I always tell my students not to use Excel for data analysis, which I think means never to use it. Confused eyes stare back at me, understandably since Microsoft is like oxygen: imagining life without it sounds deadly. So this post is going to document examples of where using Excel for data analysis has led to major mistakes with significant policy implications.
The common theme through all these examples is that without a script (R file, .do, .py, etc.) that does the analysis, you cannot see where mistakes happen. Excel is like conducting politics in smoke filled backrooms; Stata, R, Python, etc. are like a deliberative democracy.

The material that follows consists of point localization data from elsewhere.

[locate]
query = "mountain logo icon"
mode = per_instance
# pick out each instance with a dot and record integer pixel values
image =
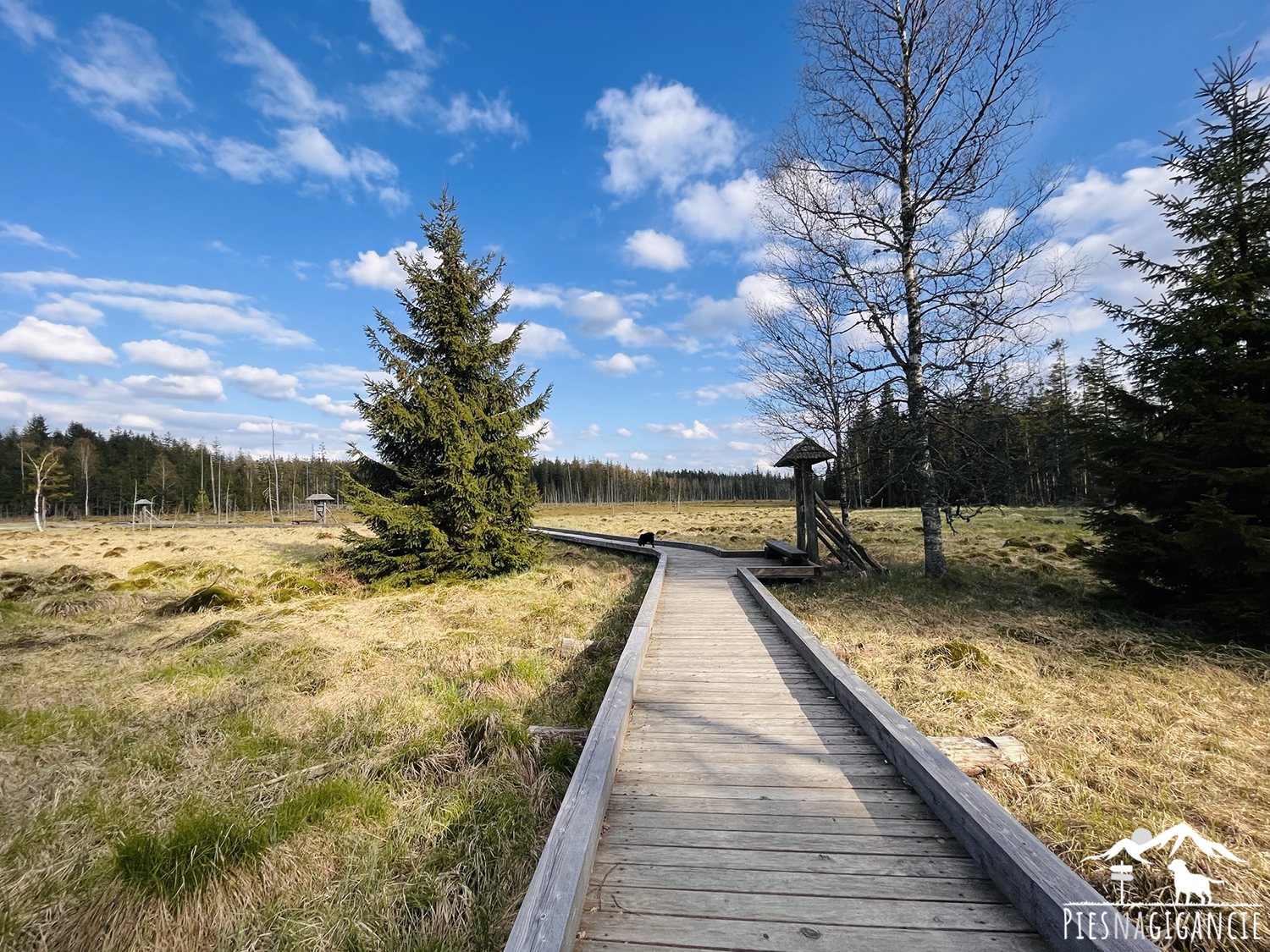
(1193, 886)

- Excel causes austerity. At the height of the great recession, Serious People could defend the use of austerity measures because two famous economists, Carmen Reinhardt and Kenneth Rogoff, had a book that said so. It turns out that they used Excel for their analysis and did not apply a formula consistently. This inconsistency caused their analysis to suggest governments should not engage in deficit spending, but the results would have been different if the formula was extended correctly. Couldn’t catch it because there is no script. Note as well that a junior scholar could never ever ever never at all ever ever use Excel and be taken seriously. Here is Paul Krugman’s take.
- Excel causes JP Morgan to lose $6 billion because analysts did not notice they summed instead of averaging.
- Excel will cause Covid-19 to kill you. Older versions of Excel do not allow more than ~1.05 million rows. Public health officials in English received test results and put them into Excel files. They did not notice that Excel would not add new rows after the file reaching a certain number of rows, so test results went missing. If some of these people were positive, they could not be traced, and they could have infected others.